第三十六章 壮大な茶番劇
全身をくまなく根で貫かれた。そこまでするか普通、心臓一突きでええやろがい。と思いつつ俺は倒れこんだ、死人に口なしだからな。
「セイ!」
うーんタノの名演技、サルラはずっと呆然としてるしアンナに至っては顔の半面怒り半面安堵になっててちょっと怖い。
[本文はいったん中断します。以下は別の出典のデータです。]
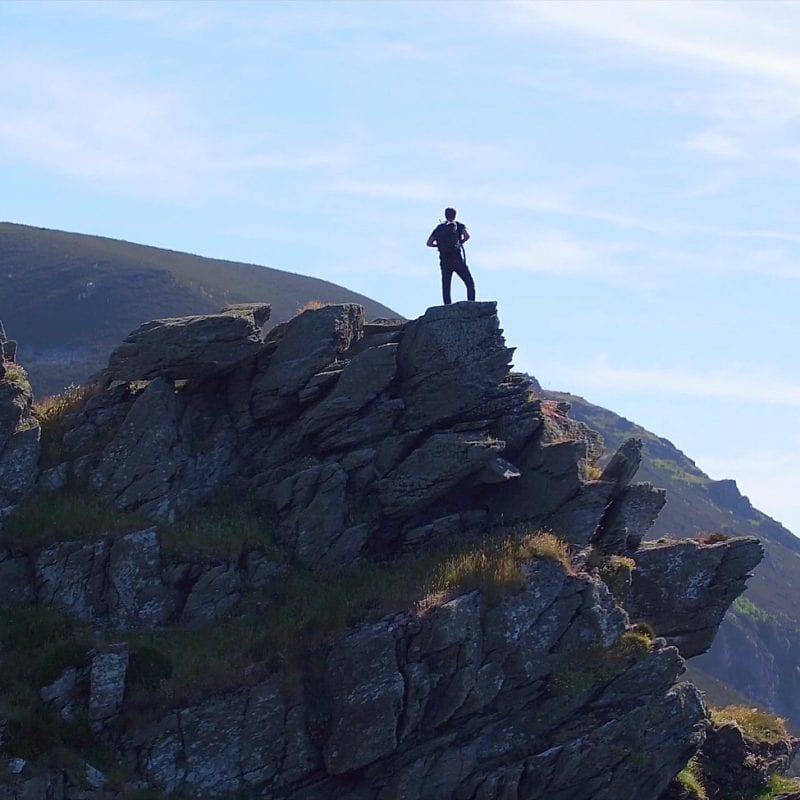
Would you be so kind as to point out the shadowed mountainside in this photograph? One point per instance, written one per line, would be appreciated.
(71, 298)
(757, 648)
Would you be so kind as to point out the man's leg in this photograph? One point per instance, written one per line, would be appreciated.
(447, 277)
(462, 270)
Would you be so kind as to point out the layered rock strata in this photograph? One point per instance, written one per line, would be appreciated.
(369, 441)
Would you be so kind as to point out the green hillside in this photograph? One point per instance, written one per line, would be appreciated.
(69, 298)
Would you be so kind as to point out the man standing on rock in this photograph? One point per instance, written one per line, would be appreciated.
(449, 238)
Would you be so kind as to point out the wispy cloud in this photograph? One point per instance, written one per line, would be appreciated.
(715, 144)
(769, 477)
(556, 253)
(737, 37)
(128, 136)
(742, 386)
(414, 190)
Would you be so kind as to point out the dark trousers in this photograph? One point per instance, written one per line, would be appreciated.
(455, 264)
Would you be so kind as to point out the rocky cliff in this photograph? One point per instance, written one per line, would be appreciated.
(503, 632)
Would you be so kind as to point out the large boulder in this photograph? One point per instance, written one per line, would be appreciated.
(683, 588)
(449, 360)
(190, 347)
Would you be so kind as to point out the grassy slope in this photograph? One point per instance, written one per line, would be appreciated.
(69, 299)
(691, 508)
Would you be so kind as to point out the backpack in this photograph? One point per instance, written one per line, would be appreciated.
(448, 238)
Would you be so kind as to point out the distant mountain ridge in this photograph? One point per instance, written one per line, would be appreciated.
(71, 297)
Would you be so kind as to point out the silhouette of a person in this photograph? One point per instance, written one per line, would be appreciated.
(449, 238)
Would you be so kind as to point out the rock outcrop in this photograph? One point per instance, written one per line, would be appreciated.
(683, 588)
(413, 429)
(366, 442)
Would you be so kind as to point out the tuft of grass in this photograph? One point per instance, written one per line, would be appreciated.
(495, 567)
(52, 412)
(690, 780)
(222, 527)
(711, 537)
(311, 305)
(595, 666)
(69, 514)
(755, 723)
(747, 608)
(16, 376)
(616, 574)
(592, 472)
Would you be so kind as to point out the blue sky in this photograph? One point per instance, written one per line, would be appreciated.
(628, 172)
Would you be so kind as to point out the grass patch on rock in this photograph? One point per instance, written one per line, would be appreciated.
(16, 376)
(302, 611)
(222, 527)
(755, 723)
(594, 666)
(52, 412)
(69, 514)
(690, 780)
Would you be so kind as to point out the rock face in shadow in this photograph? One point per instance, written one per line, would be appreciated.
(367, 442)
(415, 428)
(683, 588)
(467, 700)
(190, 347)
(19, 430)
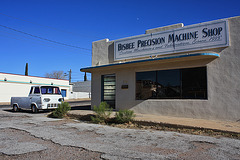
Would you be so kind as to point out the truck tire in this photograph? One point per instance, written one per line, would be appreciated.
(15, 108)
(34, 109)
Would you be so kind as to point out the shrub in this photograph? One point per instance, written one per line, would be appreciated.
(62, 110)
(124, 116)
(102, 113)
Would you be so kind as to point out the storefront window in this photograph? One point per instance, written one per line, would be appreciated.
(189, 83)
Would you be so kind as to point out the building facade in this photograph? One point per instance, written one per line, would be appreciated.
(14, 85)
(185, 71)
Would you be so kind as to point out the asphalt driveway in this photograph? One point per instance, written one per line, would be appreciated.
(34, 136)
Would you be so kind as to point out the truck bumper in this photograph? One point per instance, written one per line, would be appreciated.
(50, 106)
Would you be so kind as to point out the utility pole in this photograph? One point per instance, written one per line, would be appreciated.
(26, 69)
(85, 76)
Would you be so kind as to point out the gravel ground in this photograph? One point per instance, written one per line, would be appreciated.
(34, 136)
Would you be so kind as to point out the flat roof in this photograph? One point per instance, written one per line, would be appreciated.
(160, 59)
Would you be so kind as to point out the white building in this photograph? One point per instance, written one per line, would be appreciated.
(186, 71)
(14, 85)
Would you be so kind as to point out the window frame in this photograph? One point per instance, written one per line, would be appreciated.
(200, 92)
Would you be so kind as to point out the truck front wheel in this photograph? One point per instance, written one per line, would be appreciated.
(15, 108)
(34, 109)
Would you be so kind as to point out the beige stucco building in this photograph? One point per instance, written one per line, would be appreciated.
(15, 85)
(185, 71)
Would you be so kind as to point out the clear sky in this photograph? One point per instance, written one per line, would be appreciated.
(53, 35)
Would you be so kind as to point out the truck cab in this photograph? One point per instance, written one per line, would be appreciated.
(39, 98)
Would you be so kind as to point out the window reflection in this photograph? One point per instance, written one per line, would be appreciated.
(188, 83)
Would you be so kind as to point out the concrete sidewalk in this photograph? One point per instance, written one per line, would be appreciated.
(202, 123)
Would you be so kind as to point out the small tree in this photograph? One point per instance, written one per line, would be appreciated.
(61, 111)
(124, 116)
(56, 75)
(103, 113)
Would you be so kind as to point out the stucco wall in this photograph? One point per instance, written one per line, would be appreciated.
(223, 76)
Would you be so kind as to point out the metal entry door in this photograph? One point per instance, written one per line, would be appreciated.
(109, 89)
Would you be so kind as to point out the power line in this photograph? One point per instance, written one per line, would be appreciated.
(72, 33)
(45, 39)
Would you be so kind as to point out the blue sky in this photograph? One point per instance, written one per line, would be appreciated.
(80, 22)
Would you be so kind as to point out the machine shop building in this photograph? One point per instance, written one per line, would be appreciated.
(185, 71)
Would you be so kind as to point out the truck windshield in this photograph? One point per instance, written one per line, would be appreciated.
(50, 90)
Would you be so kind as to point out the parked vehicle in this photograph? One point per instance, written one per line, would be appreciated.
(39, 98)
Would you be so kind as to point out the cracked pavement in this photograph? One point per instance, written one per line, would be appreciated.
(34, 136)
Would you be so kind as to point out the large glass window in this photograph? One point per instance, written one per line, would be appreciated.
(109, 89)
(188, 83)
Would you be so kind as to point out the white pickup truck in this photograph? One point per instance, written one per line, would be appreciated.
(39, 98)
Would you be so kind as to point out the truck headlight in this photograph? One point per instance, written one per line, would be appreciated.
(46, 99)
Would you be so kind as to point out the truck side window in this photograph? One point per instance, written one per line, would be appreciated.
(31, 90)
(37, 90)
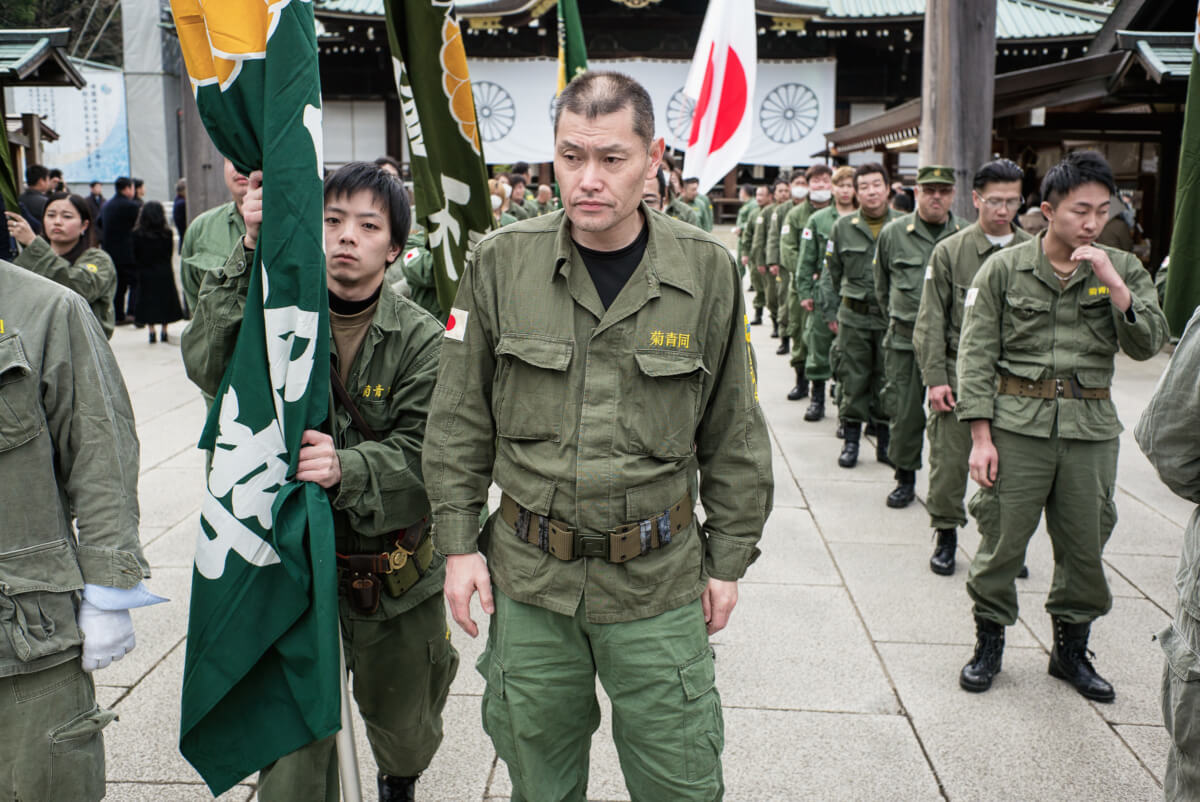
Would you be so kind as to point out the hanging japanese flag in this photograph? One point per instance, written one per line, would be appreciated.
(721, 83)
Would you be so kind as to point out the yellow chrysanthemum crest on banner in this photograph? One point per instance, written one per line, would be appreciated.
(456, 82)
(217, 36)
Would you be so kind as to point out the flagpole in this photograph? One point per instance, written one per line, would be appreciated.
(347, 755)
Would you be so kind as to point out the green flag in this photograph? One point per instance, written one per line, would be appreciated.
(261, 675)
(573, 53)
(1183, 279)
(449, 174)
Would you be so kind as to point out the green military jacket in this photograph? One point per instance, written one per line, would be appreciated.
(901, 256)
(810, 263)
(93, 276)
(850, 269)
(207, 245)
(1019, 322)
(599, 418)
(69, 453)
(391, 381)
(703, 208)
(952, 268)
(790, 233)
(1167, 435)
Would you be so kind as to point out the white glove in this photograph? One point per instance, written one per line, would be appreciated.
(107, 635)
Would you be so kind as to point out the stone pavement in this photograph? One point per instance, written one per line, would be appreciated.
(838, 674)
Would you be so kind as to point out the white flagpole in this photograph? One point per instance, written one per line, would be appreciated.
(347, 755)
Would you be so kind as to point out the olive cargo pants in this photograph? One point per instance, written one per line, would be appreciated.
(907, 395)
(51, 740)
(1074, 482)
(540, 707)
(402, 670)
(861, 373)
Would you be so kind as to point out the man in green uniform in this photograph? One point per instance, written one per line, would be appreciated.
(821, 311)
(69, 533)
(213, 235)
(952, 268)
(597, 361)
(819, 191)
(384, 353)
(900, 259)
(1167, 435)
(850, 277)
(1042, 324)
(749, 258)
(699, 202)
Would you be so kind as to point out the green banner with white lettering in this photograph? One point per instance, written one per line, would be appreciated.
(261, 675)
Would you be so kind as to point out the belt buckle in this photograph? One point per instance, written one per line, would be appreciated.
(592, 545)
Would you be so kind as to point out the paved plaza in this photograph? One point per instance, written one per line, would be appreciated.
(838, 672)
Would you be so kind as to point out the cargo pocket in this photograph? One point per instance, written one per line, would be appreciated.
(37, 614)
(77, 756)
(531, 388)
(663, 410)
(705, 732)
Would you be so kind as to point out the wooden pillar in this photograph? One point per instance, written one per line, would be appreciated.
(958, 89)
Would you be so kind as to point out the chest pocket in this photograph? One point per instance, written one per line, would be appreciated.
(663, 408)
(1026, 322)
(21, 416)
(531, 385)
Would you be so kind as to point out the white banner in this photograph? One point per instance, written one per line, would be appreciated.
(793, 106)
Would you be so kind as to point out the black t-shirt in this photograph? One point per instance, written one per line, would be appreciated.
(611, 269)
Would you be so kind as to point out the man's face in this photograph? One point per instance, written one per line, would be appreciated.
(603, 168)
(934, 202)
(1079, 217)
(997, 203)
(358, 241)
(873, 193)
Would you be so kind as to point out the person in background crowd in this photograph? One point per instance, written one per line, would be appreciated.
(157, 297)
(119, 216)
(64, 253)
(179, 210)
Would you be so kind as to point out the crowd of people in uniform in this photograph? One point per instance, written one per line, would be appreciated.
(598, 367)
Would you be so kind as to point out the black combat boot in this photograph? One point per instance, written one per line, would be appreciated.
(816, 407)
(1069, 660)
(882, 437)
(802, 385)
(905, 490)
(942, 562)
(851, 431)
(977, 675)
(397, 789)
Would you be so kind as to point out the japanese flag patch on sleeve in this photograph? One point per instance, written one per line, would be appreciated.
(456, 324)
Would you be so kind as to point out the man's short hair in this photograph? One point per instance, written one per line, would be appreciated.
(1002, 171)
(1073, 172)
(35, 173)
(817, 171)
(598, 93)
(388, 192)
(870, 168)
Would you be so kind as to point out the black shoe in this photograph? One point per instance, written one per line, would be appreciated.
(905, 490)
(977, 675)
(852, 431)
(816, 408)
(882, 437)
(942, 562)
(1069, 660)
(397, 789)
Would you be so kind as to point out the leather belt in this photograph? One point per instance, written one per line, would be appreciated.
(1051, 388)
(617, 545)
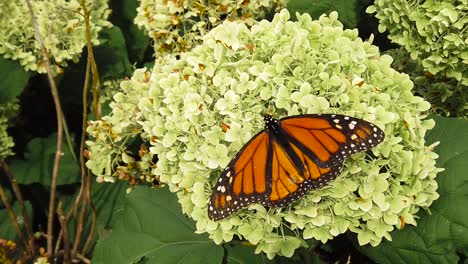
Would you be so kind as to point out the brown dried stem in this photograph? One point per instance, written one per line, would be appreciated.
(66, 241)
(85, 176)
(19, 197)
(13, 217)
(58, 111)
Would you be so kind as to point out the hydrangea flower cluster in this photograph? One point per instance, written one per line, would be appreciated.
(434, 32)
(178, 26)
(109, 153)
(198, 110)
(448, 97)
(7, 111)
(61, 25)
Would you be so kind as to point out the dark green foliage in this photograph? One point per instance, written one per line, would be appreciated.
(442, 232)
(13, 80)
(37, 165)
(348, 10)
(151, 227)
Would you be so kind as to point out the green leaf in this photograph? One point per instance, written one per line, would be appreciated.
(39, 160)
(108, 200)
(111, 56)
(441, 235)
(7, 229)
(14, 79)
(152, 228)
(348, 10)
(137, 40)
(238, 254)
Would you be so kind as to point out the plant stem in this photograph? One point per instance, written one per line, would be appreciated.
(13, 217)
(66, 241)
(58, 152)
(19, 197)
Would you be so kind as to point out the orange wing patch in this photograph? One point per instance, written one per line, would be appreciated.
(244, 181)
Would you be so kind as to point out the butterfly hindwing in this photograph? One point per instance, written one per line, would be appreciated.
(289, 184)
(244, 180)
(290, 157)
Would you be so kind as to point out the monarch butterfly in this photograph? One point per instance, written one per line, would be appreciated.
(288, 158)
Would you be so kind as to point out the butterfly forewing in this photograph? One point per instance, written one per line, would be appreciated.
(327, 139)
(290, 157)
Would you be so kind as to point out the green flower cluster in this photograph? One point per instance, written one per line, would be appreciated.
(109, 152)
(447, 96)
(7, 111)
(178, 26)
(198, 110)
(433, 31)
(61, 25)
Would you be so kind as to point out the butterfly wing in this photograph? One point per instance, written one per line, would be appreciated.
(287, 182)
(279, 168)
(244, 181)
(327, 139)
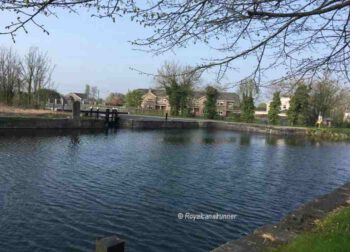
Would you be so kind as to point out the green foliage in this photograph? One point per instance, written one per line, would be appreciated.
(298, 113)
(178, 83)
(248, 89)
(87, 90)
(211, 95)
(275, 108)
(247, 109)
(115, 99)
(332, 235)
(261, 107)
(134, 98)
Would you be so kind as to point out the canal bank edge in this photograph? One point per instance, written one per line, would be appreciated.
(132, 122)
(146, 123)
(298, 221)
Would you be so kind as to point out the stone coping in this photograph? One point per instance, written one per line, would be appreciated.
(300, 220)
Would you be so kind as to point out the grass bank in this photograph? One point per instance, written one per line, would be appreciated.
(331, 234)
(7, 111)
(335, 134)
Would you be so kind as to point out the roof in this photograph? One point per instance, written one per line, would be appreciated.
(228, 96)
(81, 95)
(156, 92)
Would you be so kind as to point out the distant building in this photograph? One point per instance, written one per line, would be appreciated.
(81, 97)
(347, 117)
(285, 104)
(156, 99)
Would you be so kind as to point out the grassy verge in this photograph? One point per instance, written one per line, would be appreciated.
(330, 133)
(330, 234)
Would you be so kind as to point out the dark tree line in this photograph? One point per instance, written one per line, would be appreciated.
(303, 36)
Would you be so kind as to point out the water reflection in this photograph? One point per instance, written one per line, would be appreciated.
(244, 139)
(65, 190)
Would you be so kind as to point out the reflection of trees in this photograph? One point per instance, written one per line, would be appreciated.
(74, 140)
(177, 137)
(244, 139)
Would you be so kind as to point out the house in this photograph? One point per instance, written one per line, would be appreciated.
(285, 104)
(81, 97)
(156, 99)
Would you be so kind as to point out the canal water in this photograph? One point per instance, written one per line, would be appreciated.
(61, 192)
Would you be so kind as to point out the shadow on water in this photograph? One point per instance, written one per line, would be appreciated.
(10, 133)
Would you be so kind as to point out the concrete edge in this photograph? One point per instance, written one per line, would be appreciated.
(300, 220)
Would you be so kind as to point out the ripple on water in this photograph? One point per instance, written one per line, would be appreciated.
(59, 193)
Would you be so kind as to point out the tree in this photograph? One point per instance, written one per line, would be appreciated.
(10, 75)
(94, 93)
(275, 108)
(299, 110)
(248, 89)
(115, 99)
(324, 97)
(178, 83)
(134, 98)
(87, 91)
(288, 31)
(37, 71)
(261, 106)
(211, 95)
(46, 94)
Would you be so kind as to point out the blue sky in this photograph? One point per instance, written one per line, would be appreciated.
(95, 51)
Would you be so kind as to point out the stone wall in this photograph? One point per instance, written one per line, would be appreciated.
(301, 220)
(133, 123)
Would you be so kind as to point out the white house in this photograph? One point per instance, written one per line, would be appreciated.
(285, 104)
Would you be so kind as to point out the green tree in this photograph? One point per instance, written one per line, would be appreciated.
(211, 95)
(275, 108)
(299, 110)
(87, 91)
(115, 99)
(178, 83)
(261, 106)
(248, 89)
(134, 98)
(324, 98)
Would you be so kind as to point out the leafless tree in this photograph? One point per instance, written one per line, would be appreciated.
(10, 75)
(297, 36)
(179, 83)
(37, 70)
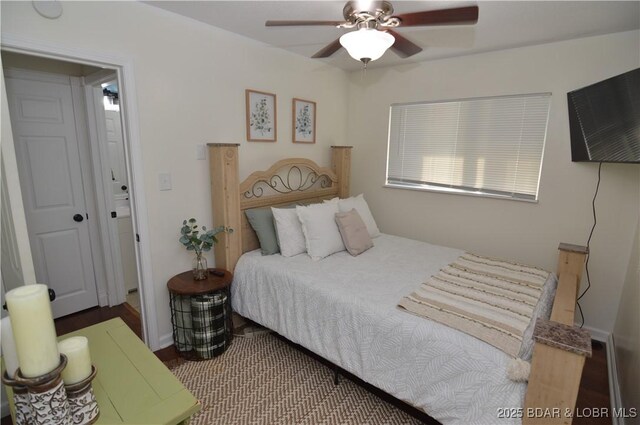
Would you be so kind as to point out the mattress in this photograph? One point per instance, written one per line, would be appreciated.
(344, 309)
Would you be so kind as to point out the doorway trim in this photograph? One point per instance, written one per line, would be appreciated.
(124, 68)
「なんで仲間のアンナを殺そうとした!目を開けろ!答えろよ!」
と目薬を目から流し言った。そこでアンナもはっとしたらしく、
「セイさん!起きてください!ねぇってば!」
と俺を揺り起こそうとする、全身穴ぼこだらけなのわかんない?
「その男はあなたを殺そうとしたんですよ。」
と地球生命体が言う。
「それでも!私を助けてくれた仲間です!」
とアンナが泣きじゃくりながら言い返す。俺砂になれるの忘れてねぇか?ではそろそろ...
「ネタばらしと行こうか。セイ、立ちなよ。」
「あいよ。」
俺は体を一度砂にして立ち上がった。
「!?まだ立ち上がるのですか。」
「セイさん!」
二人とも驚いてる驚いてるw。
「あのなぁ、あの女神はともかくアンナ、お前は俺が砂になるの知ってただろ。」
「ああっ!確かに!」
あほだこいつ。
「さあて、俺がお前に聞きたいことが三つある。一つ目は人間をどう思っているか、二つ目は何がしたいのか、三つ目はなぜおれを拘束するのではなく殺したのか。答えなければ...」
俺は砂になりアンナの父に駆け寄る。
「次はない、こいつを殺す。」
アンナの父は澄んだ目で俺を見ている、分かってるんだな。
「わかりました、しかしとりあえずナイフをその人に向けるのをやめなさい。」
OKOK。
「一つ目の回答は、人間は害虫だと思っている。二つ目はその害虫を殲滅し、この星を再び自然の星に変える。三つ目は...」
急に口ごもる、まあ知ってるんだけどね。
「お嬢様と主人が大好きなんだろ。」
「!!!!!!!!?!!!!!!!!!?!!!!!?」
お、やっぱり図星だ。
「そ、そんなわけないでしょう。所詮人間は害虫です。」
「んじゃあアンナ、ごにょごにょごにょ。」
「言いたくないんですけど...」
「さっさと言え。」
「は、はい!そんなことするトーレンさんは嫌いですっ!」
ベキッ!
今心の折れる音がしたような。あ、人間の姿に戻った。
「そんな、私は嫌われてしまったのか、お嬢様に...」
「ほ、本心じゃないですよ!嫌いなわけないじゃないですか!いっつも一緒にいてくれて、お腹が減ったらいつもポケットから果物を出してくれたり、森で迷子になったときはすっごい青ざめた顔で吹っ飛んできてくれたじゃないですか!私は、そんなトーレンさんが大好きですよ!」
「わ、わぁ。」
泣いちゃった!どんだけアンナのこと好きなんだよこの女神!
「よがっだぁ!ぎらわれでながっだぁ!」
そのままアンナが駄女神を抱きしめてハッピーエンドというわけだ。